We would like to elaborate first by reviewing the capabilities and weaknesses of dating sediments with cosmogenic nuclide profiles, and second by discussing the absence of evidence for multistage deposition at the Bluff terrace.
When analyzing cosmogenic nuclides in sediments from a profile, it is important to realize what can and cannot be determined. As shown by Granger and Smith (2000), sediments at depths >5–10 m have 26Al/10Be ratios that depend strongly on time since deposition, and weakly on the erosion rate of the deposit. The 26Al and 10Be concentrations at shallower depths depend only weakly on depositional age, but are sensitive to the erosion rate of the past few meters of sediment removed. The erosion rate determined from the upper part of the profile can then be used to refine the burial age determined for the lower part of the profile. A cosmogenic nuclide profile indicates with certainty only the minimum age of the lowermost sediments. It is therefore essential that the cosmogenic data be interpreted in the context of field observations.
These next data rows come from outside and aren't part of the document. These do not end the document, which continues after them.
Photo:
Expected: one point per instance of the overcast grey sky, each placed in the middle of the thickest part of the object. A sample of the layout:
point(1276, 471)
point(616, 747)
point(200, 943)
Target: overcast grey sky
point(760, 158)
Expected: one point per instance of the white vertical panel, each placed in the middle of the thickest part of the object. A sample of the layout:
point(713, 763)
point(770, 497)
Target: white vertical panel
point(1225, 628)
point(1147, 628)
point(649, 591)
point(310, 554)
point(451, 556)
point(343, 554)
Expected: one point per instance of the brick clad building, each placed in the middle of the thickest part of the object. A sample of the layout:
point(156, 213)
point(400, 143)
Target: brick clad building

Given the possibility, however remote, that sediment erosion and deposition can occur and leave no cosmogenic trace, we must ask if there is any evidence for multiple erosion and deposition episodes at the Bluff terrace. Hanks and Finkel offer four potential lines of evidence, none of which we find convincing.
1. Hanks and Finkel suggest that a two-stage deposition model improves the data fit. Examination of the model fits to the data (rather than their idealized smooth curves) indicates that both our single-stage model and their two-stage model agree with the data to well within analytical uncertainty. There is no part of the data that is not accounted for by our simpler model, and thus no compelling reason to invoke a more complex model.
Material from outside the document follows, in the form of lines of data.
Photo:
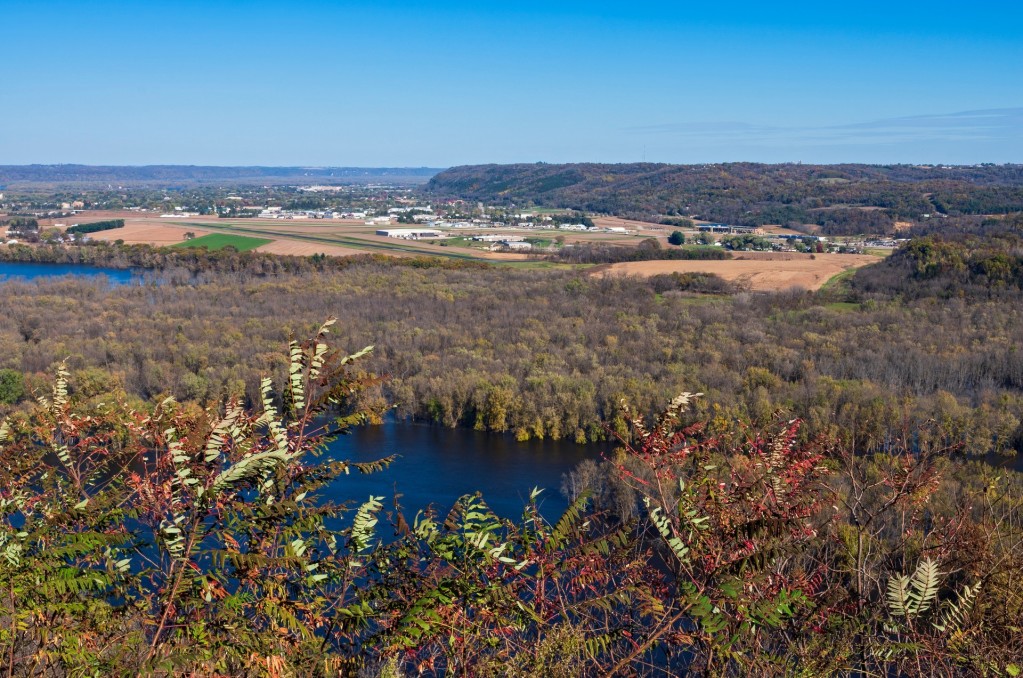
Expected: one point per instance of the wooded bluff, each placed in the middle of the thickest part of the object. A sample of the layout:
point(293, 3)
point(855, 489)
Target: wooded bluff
point(839, 198)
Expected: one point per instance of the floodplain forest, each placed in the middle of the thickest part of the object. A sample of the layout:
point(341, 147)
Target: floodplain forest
point(802, 484)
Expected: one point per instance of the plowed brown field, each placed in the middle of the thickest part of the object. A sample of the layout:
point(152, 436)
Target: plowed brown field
point(760, 271)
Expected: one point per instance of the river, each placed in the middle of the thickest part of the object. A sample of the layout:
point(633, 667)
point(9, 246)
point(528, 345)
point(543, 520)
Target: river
point(32, 271)
point(440, 464)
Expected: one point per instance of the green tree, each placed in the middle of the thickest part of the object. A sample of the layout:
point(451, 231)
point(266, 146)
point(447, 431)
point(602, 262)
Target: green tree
point(11, 387)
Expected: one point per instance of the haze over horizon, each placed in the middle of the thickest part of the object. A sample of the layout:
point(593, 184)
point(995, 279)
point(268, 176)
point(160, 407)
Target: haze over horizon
point(402, 84)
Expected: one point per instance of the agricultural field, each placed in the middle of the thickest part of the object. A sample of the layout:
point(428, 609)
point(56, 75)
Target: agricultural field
point(215, 241)
point(758, 271)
2. Hanks and Finkel identify a “significant unconformity” in the profile, based upon a photograph exchanged through e-mail (Fig. 1). The gravel/sand transition in Figure 1 is simply the top of a local sand lens, hardly evidence for a million-year erosional unconformity as Hanks and Finkel suggest.
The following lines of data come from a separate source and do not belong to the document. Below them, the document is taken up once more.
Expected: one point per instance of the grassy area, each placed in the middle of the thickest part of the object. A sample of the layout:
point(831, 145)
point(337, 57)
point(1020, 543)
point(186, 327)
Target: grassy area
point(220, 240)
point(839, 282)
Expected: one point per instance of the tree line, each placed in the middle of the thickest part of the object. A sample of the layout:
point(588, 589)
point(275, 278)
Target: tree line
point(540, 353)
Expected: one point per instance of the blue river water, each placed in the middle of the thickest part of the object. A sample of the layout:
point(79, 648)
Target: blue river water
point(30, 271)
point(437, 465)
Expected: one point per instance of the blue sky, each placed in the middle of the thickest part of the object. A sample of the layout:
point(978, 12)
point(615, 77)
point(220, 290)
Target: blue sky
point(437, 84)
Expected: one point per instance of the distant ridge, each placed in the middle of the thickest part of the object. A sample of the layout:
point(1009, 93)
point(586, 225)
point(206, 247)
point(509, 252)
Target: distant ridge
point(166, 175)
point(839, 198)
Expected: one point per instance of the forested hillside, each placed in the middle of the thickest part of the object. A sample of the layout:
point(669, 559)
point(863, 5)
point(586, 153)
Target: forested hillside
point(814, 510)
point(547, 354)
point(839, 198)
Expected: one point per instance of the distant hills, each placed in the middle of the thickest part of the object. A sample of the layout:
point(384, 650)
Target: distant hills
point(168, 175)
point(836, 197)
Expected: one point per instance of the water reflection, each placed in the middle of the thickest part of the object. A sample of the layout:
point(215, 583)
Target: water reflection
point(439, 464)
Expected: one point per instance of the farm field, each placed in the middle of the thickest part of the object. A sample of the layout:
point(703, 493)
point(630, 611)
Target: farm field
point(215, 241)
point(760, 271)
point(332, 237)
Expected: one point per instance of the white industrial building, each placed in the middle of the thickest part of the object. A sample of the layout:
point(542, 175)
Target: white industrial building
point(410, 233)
3. Inherited cosmogenic nuclide concentrations vary significantly among samples in the profile. We believe that this is due primarily to variation in the source area, where quartz pebbles are derived from a high-relief, partially glaciated mountain range. Part of the variation could also reflect production as the sediments accumulated on the terrace over thousands of years. Such variability does not seriously affect our burial ages.
4. Hanks and Finkel extrapolate our erosion rate of 14 m/m.y. to infer an original terrace thickness of 31 m, a value they consider unlikely. However, the cosmogenic erosion rate reflects only the recent past, and may not necessarily be extrapolated for the life of the terrace. Moreover, it is certainly possible that thick gravel deposits can accumulate during a single glacial cycle; terrace sediments elsewhere in the region have thicknesses ranging up to 40 m (Patton et al., 1991).
Given that both cosmogenic nuclide data and field evidence are consistent with a single stage of deposition, it is difficult to justify invoking a million-year hiatus in sediment deposition. We therefore maintain our conclusion (as stated in our paper) that although such a scenario is conceivable, we consider it unlikely.
We thank M. Caffee for discussion and for joining us in the field.